Jacob Monty, a member of Trump’s National Hispanic Advisory Council, departed quickly after the speech, Politico reported. "I was a strong supporter of Donald Trump when I believed he was going to address the immigration problem realistically and compassionately," Monty, a Texas attorney who had in the past pushed hard for Trump, said to Politico. "What I heard today was not realistic and not compassionate."
The speech, which happened just after a meeting between Trump and Mexican President Enrique Peña Nieto, called for ramped up border security and the ability to deport all undocumented immigrants.
"For those here illegally today who are seeking legal status, they will have one route and one route only. To return home and apply for re-entry like everybody else under the rules of the new legal immigration system that I have outlined today," Trump said. "There will be no amnesty."
Monty was not the only Hispanic leader to exit the Trump train after the speech. Ramiro Pena, a Texas pastor, reportedly called the Hispanic advisory council a scam in an email to Trump and Republican National Committee officials, according to Politico.

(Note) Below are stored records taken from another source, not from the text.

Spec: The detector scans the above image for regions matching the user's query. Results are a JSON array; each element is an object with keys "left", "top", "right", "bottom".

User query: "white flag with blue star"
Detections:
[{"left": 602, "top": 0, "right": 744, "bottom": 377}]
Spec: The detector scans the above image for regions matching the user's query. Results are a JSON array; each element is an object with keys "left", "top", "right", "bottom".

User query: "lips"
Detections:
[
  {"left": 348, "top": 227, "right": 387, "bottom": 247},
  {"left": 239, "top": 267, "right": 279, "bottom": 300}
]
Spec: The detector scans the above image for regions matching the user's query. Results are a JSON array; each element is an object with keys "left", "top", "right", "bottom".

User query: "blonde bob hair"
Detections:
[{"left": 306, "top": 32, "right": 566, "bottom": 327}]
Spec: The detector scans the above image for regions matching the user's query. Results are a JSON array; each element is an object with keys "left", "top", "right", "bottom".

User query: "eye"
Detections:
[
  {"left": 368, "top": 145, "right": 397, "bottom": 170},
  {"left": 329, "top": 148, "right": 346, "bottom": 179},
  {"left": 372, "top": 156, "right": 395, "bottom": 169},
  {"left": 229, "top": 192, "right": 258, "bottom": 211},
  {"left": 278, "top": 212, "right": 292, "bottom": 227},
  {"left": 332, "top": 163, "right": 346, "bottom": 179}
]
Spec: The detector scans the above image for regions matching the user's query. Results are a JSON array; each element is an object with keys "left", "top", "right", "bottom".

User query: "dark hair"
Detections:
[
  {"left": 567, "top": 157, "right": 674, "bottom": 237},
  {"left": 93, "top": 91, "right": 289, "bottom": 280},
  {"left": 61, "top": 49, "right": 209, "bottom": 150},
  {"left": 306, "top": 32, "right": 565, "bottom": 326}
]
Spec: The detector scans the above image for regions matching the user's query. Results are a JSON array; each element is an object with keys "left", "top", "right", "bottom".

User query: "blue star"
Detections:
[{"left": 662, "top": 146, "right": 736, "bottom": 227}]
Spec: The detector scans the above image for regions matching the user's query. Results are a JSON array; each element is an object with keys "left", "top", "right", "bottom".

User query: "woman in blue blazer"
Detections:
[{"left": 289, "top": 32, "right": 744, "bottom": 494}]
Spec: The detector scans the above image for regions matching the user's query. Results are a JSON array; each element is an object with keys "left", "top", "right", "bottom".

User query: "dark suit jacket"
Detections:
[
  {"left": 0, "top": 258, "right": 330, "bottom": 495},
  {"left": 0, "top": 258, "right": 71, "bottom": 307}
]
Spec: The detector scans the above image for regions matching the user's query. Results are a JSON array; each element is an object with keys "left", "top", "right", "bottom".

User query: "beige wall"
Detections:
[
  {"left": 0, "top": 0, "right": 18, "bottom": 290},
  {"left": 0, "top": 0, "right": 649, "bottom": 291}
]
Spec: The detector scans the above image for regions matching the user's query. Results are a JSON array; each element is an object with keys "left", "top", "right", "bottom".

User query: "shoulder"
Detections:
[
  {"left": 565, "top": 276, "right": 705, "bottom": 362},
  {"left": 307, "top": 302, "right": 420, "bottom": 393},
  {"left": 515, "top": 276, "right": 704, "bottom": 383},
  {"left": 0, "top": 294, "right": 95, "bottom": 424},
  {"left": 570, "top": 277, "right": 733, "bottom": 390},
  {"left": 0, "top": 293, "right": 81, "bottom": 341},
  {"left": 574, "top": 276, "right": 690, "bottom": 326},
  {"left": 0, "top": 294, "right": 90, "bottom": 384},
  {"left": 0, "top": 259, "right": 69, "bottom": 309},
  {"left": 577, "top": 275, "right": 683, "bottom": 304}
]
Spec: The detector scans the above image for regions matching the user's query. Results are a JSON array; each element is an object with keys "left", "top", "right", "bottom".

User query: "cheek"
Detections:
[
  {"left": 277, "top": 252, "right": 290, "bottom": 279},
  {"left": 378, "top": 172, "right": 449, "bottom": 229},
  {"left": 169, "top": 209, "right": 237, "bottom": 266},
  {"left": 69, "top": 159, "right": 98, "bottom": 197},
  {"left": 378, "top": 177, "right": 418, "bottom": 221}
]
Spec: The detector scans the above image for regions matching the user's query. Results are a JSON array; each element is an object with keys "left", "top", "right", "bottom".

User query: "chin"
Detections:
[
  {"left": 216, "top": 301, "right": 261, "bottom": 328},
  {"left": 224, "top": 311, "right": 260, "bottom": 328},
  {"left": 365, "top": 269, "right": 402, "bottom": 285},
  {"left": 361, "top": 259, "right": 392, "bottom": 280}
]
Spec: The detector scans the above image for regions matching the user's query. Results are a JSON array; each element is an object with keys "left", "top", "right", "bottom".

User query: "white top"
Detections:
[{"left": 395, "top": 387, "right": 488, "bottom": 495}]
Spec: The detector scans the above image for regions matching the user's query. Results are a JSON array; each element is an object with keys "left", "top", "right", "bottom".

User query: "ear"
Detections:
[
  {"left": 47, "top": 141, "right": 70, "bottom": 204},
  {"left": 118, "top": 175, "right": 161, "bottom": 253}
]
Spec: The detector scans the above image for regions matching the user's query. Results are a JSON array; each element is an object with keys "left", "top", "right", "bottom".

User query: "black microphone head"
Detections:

"I am so sorry but I believe Mr. Trump lost the election tonight... The 'National Hispanic Advisory Council' seems to be simply for optics and I do not have the time or energy for a scam," he wrote, according to Politico. "I will pray over the next couple of days but it is difficult to [imagine] how I can continue to associate with the Trump campaign."
Pena and Monty were not alone. Alfonso Aguilar, president of the Latino Partnership for Conservative Principles, told Politico he was inclined to rescind his support for Trump. And Texan Rick Figueroa, a member of Trump's Hispanic advisory group, expressed that the Republican nominee seemed to he ignoring advice.
"I am very disappointed in [Trump's] immigration speech," Figueroa said in a statement, via the Texas Tribune. "Instead of listening to wise counsel from his advisors and supporters in the Latino community, who actually have first hand experience in the area of immigration, he went in the opposite direction and doubled down on his policies and his rhetoric. This was a mistake."